Na mansão Almeida não se ouviam risos de meninas, só gritos de babás pedindo demissão. Essa era a frase que corria entre os empregados e vizinhos da luxuosa residência de Eduardo Almeida, um dos empresários mais poderosos do país. Em apenas um mês, 10 babás haviam passado por aquelas portas e todas saíram apavoradas. O problema não era o salário – Almeida pagava fortunas – mas sim as três criaturinhas que habitavam a ala norte. Beatriz, Leonor e Matilde, as filhas do milionário. Tinham 7 anos, eram trigêmeas idênticas na aparência, mas muito diferentes no jeito.
Beatriz, a mais velha por minutos, carregava sempre o cenho franzido como se estivesse em guerra com o mundo. Leonor, a do meio, era a mais travessa, especialista em pegadinhas. Matilde, a mais nova, era silenciosa, com olhos enormes que pareciam guardar segredos grandes demais para uma criança. Juntas, transformaram a mansão em campo de batalha. Derramavam água nas babás, escondiam seus sapatos, enchiam as camas com farinha, gritavam em coro até quebrar a paciência de qualquer um.
Mas a verdade que ninguém via era outra. Essas meninas não eram monstros, eram órfãs de mãe e cada travessura era um grito disfarçado de dor. Naquela manhã, mais uma cena de caos se desenrolava no corredor principal. A última babá, com cabelo tingido de verde, corria chorando arrastando sua mala. “São endiabradas, ninguém aguenta!”, gritava empurrando a porta de saída. As trigêmeas, escondidas atrás de uma coluna, riam às gargalhadas. Leonor batia palmas orgulhosa. “Onze minutos! Durou menos que a anterior!” Beatriz, porém, não ria tanto. “O pai vai achar que somos um problema”, resmungou. Matilde baixou a voz: “O pai já acha que somos”. As três ficaram em silêncio. No fundo, sabiam que era verdade.

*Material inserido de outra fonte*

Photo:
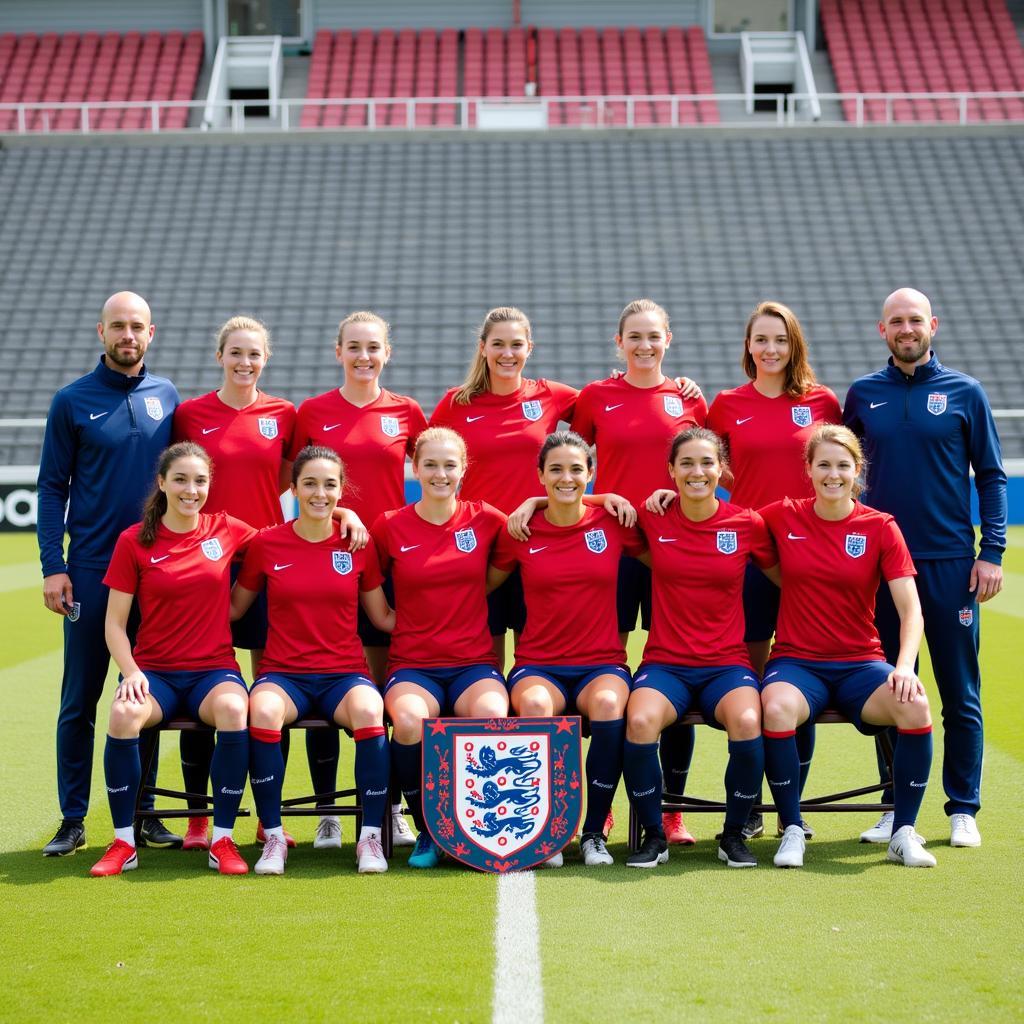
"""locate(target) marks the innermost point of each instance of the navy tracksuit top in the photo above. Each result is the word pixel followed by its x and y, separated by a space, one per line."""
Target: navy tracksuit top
pixel 922 435
pixel 103 436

No escritório, Eduardo Almeida observava pela janela com expressão dura. Alto, cabelo impecavelmente penteados e terno impecável, parecia uma estátua de aço. O mordomo Vasco entrou com cautela. “Senhor, a senhorita Gomes pediu demissão.” Eduardo apertou a mandíbula. “A décima em um mês.” “Sim, senhor.” O milionário virou-se bruscamente. “E o que esperam? Arranjem outra.” Vasco engoliu em seco. “Com todo respeito, senhor, nenhuma aguenta. Dizem que as meninas são impossíveis.” Os olhos de Eduardo endureceram mais ainda. “Não são as meninas, são as babás que são fracas, incapazes.” Sentou-se na poltrona de couro e murmurou, mais para si: “Se Sofia estivesse aqui, nada disso aconteceria”. O nome da falecida esposa pairou no ar como um fantasma. Ela morrera três anos antes, e desde então Eduardo enterrara as lembranças sob toneladas de trabalho e silêncio.

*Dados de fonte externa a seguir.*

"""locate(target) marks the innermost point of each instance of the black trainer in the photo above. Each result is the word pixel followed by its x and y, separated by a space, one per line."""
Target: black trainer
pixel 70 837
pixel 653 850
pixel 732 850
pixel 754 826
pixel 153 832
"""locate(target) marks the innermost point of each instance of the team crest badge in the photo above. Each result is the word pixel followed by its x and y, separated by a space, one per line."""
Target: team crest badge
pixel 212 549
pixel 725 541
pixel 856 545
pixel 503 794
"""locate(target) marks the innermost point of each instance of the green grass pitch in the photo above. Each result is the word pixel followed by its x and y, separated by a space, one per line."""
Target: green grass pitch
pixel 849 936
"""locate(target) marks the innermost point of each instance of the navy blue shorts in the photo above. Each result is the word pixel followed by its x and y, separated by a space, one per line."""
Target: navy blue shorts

Na ala norte, as trigêmeas se escondiam no quarto, abraçadas. Apesar de terem rido da travessura, um peso as esmagava por dentro. “A mamãe não deixaria que trocássemos de babá toda hora”, sussurrou Matilde. “A mamãe não está mais aqui”, respondeu Beatriz com dureza, embora a voz tremesse. Leonor escondeu o rosto nas mãos. “Eu só quero que o pai olhe para a gente de novo.” Ninguém respondeu. O silencio ficou insuportável.

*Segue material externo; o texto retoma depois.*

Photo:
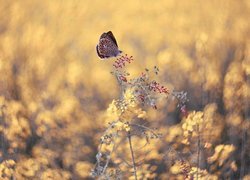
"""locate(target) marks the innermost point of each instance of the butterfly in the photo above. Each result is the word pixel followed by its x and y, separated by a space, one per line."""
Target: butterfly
pixel 107 46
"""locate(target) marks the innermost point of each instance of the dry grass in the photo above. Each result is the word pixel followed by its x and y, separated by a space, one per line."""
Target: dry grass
pixel 55 91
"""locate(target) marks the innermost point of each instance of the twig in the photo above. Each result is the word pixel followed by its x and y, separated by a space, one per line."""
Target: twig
pixel 132 154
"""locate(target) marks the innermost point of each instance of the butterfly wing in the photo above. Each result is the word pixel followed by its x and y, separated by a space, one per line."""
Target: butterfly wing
pixel 112 37
pixel 97 50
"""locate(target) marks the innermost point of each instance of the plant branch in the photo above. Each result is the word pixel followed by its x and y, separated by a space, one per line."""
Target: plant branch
pixel 132 154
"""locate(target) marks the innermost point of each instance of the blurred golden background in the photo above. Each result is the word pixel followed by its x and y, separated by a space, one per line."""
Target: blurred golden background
pixel 55 90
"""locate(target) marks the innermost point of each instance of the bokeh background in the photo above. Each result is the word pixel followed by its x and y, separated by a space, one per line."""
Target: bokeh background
pixel 54 90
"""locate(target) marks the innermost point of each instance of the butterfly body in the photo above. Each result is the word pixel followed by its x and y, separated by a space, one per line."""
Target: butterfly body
pixel 107 46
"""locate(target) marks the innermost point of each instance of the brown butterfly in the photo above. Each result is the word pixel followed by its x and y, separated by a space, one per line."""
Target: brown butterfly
pixel 107 46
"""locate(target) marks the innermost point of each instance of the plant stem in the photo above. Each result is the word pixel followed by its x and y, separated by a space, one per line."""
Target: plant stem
pixel 132 154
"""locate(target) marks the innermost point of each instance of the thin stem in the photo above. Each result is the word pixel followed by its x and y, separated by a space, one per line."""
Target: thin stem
pixel 132 154
pixel 198 149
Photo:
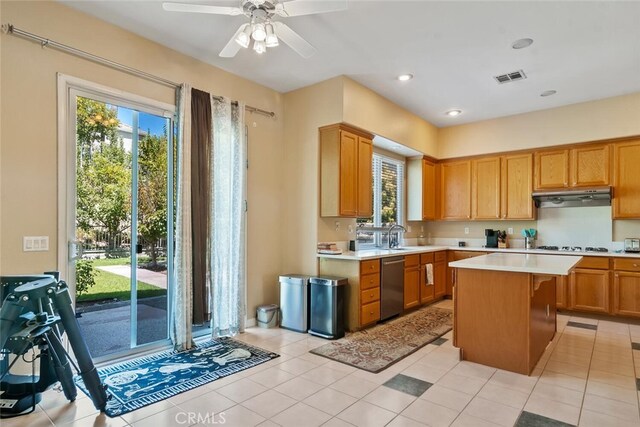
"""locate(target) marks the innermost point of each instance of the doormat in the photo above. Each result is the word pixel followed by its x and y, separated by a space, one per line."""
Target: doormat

Enquanto isso, na portaria da mansão, um táxi parava. Dele descia uma moça jovem com uma mala pequena e roupas simples. Chamava-se Mariana. Não vinha de agências luxuosas nem trazia cartas de recomendação, apenas respondera a um anúncio desesperado. Ao ver a imensidão da mansão, engoliu em seco. Não parecia o tipo de lugar para alguém como ela. O segurança riu ao vê-la. “Você, a nova babá? Não dura três dias.” Mariana olhou nos olhos dele e respondeu com calma que surpreendeu o homem: “Não vim para durar, vim para ficar”.
O que ninguém sabia ainda era que aquela mulher humilde quebraria a parede de gelo que nem o dinheiro, nem as babás anteriores, nem mesmo Eduardo haviam conseguido atravessar. E que, graças a ela, as três pequenas invisíveis voltariam a ser vistas. O portão de ferro fechou-se com um golpe seco atrás do táxi. Mariana respirou fundo e observou a mansão à sua frente – um edifício imponente com janelões altos e jardins tão perfeitos que pareciam pintados. Apertou a mala contra o corpo como se fosse um escudo.